However, the association between anlotinib and PNI has not been reported. Therefore, we conducted this retrospective study to explore the correlation between pretreatment PNI and survival in patients with extensive stage SCLC (ES-SCLC) treated with anlotinib. We present the following article in accordance with the REMARK reporting checklist (available at http://dx.doi.org/10.21037/jtd-20-755).


Methods

Patient enroll criteria and therapeutic procedure

This study included patients with ES-SCLC treated with anlotinib for third-line or further-line treatment at the Jilin Provincial Cancer Hospital between March 2017 and May 2019 were enrolled in this study. The inclusion criteria were as follows: (I) cytologically or histologically confirmed ES-SCLC, (II) patients have progressed from at least 2 lines of chemotherapy, (III) available laboratory data from pretreatment blood samples, (IV) haven’t received antitumor therapy within 2 weeks before blood draw, including cytotoxic therapy, radiotherapy, other experimental anti-cancer therapy, (V) blood must be collected and tested within 7 days prior to anlotinib treatment, (VI) standard of blood routine test (no blood transfusion within 14 days), hemoglobin (HB) ≥90 g/L, absolute value of neutrophils (ANC) ≥1.5×109/L, platelets (PLT) ≥80×109/L, (VII) with sufficient medical information. All patients received anlotinib in a standard dose regimen, i.e., 12 mg/day, in 2/1 week cycles. Data were collected from the medical records including: demographic data, treatment information, best response classified according to Response Evaluation Criteria In Solid Tumors (RECIST) 1.1 criteria, results of hematologic tests before anlotinib treatment. The data was analyzed by professional statisticians, treatment records were evaluated by clinical experienced doctors. The last follow-up was on August 20, 2019.

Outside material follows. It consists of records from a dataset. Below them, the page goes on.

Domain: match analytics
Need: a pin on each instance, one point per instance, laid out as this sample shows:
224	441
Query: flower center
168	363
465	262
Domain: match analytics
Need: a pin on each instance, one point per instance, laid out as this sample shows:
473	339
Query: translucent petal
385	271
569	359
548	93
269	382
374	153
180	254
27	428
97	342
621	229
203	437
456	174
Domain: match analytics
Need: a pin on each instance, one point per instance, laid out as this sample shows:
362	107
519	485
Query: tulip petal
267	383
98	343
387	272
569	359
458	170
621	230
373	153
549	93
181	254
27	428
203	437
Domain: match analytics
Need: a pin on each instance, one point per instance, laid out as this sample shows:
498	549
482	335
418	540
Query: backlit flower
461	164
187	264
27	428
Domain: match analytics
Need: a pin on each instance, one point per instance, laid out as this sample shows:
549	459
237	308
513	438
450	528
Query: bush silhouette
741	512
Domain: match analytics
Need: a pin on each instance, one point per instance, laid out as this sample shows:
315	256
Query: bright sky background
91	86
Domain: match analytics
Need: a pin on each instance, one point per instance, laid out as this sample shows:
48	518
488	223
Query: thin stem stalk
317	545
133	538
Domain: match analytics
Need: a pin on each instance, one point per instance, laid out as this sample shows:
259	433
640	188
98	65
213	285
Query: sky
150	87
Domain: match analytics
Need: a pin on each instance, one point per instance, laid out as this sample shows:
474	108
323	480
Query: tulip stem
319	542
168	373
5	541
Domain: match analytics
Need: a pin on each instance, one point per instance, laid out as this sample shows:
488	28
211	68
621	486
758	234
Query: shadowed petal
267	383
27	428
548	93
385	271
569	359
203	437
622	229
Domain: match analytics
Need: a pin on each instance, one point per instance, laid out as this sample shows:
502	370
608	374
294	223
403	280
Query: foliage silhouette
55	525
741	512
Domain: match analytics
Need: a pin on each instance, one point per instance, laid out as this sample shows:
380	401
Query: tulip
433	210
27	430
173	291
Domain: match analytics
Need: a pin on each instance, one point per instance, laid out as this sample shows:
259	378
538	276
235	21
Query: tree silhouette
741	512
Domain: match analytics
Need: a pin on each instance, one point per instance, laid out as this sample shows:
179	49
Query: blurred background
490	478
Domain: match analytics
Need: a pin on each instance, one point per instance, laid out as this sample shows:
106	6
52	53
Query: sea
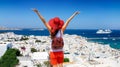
112	39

The study was conducted in accordance with the Declaration of Helsinki (as revised in 2013) and the Harmonized Tripartite Guideline for Good Clinical Practice from the International Conference on Harmonization. This study was approved by Jilin Provincial Cancer Hospital ethic committee. In addition, all patients have signed the informed consent before receiving the anlotinib treatment.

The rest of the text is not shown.